Les cafés Joyeux, une manière de changer le regard sur le handicap
« Dans un monde où sur le plan économique, on cherche toujours la performance, on va exclure des personnes sous prétexte qu’elles sont un peu différentes. Et quelque part, on ne leur donne pas leur chance », insiste Yann Bucaille-Lanrezac. Les personnes porteuses de handicap sont deux fois moins en emploi que le reste de la population. Le fonctionnement économique de la société peut exclure les personnes handicapées, car elles n’apporteraient pas de valeur ajoutée à l’entreprise. « C’est peut-être cette société économique qui porte un handicap, j’ai envie de dire, qui rajoute du handicap au handicap », confie le fondateur des Cafés Joyeux.
« L’argent n’est qu’un outil et ne doit pas être une fin en soi. «
Café Joyeux a pour but de « montrer à des entrepreneurs qu’ils peuvent recruter des personnes en situation de handicap ». Certes, ce mouvement est un défi économique : il emploie aujourd’hui près de 300 salariés. « Notre objectif, ce n’est pas de faire du profit, mais de viser l’équilibre. C’est une exigence que d’employer 60 à 70 % de personnes avec autisme, troubles cognitifs et trisomie 21 », affirme Yann Bucaille-Lanrezac. Il adopte finalement une autre vision de l’entreprenariat, une vision plus humaine et solidaire. « Arrêtons de raisonner totalement rentabilité et performance, arrêtons de raisonner toujours plus TRI (Taux de rentabilité interne). Aujourd’hui, on a des maîtrises qui s’appellent par exemple le TRH (Taux de Richesse Humaine) ». Il serait en effet plus intéressant de parler de richesse humaine plutôt que de parler d’euros. D’après lui, « l’argent n’est qu’un outil et ne doit pas être une fin en soi ».
La mission du Café Joyeux
Cette entreprise a été créée en 2017 après que le fondateur, Yann Bucaille-Lanrezac ait fait une rencontre avec un jeune garçon porteur d’autisme lors d’une sortie en mer avec un groupe d’handicapés, une activité qu’il organisait avec sa femme. Il raconte que ce garçon lui demande un travail mais qu’il n’a rien à lui proposer. « Ce garçon me répond que ce n’est pas juste, il est handicapé mais il peut être utile« . Après ça, Yann Bucaille-Lanrezac crée un mouvement solidaire qui permet aux personnes porteuses de handicaps d’avoir un CDI, parfois certains le gardent à vie. « C’est très engageant, comme on dit en anglais, c’est un real commitment », explique-t-il.

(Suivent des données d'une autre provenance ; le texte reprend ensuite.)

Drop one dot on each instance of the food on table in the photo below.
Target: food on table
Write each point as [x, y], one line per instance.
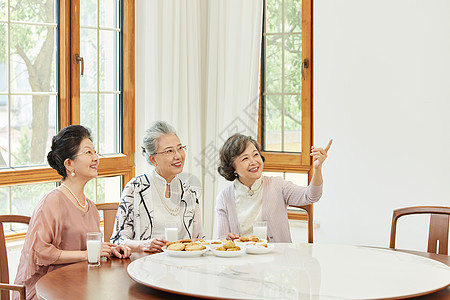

Concrètement, l’entreprise cherche le vivre ensemble. « C’est une entreprise qui a un véritable impact social et qui répond à un sujet de société primordial, le travailler ensemble », affirme l’invité de la matinale. C’est une mission d’inclusion dans le quotidien surtout avec les clients des cafés. « La population aujourd’hui prend conscience et elle sait qu’il y a un véritable sujet de société », indique Yann Bucaille-Lanrezac. Café Joyeux cherche à valoriser la différence et la fragilité.
Employer une personne handicapée, quelles exigences ?
Employer une personne porteuse de handicap est un véritable ajout à une entreprise. Mais il est nécessaire d’être à l’écoute avec elle. « Ce qui prime ,c’est plus la manière d’être qu’un savoir technique. » Tout le monde ne peut pas travailler dans un café donc il s’agit d’adopter la bonne attitude pour encourager le travail et la confiance. « Mettre en doute une personne qui porte un handicap conduit tout de suite à un renfermement sur elle-même. Alors que je sais qu’elle est capable de bien faire », explique Yann Bucaille-Lanrezac. Les personnes avec des déficiences intellectuelles ou un handicap mental sont une vraie source d’inspiration pour ceux qui les entourent. « Leur force est de reconnaître leurs fragilités alors que nous, neurotypiques, nous sommes souvent incapables d’avouer nos propres faiblesses », reconnaît-il. Il s’agit d’une véritable force mise au service de l’entreprise mais aussi des nombreux clients.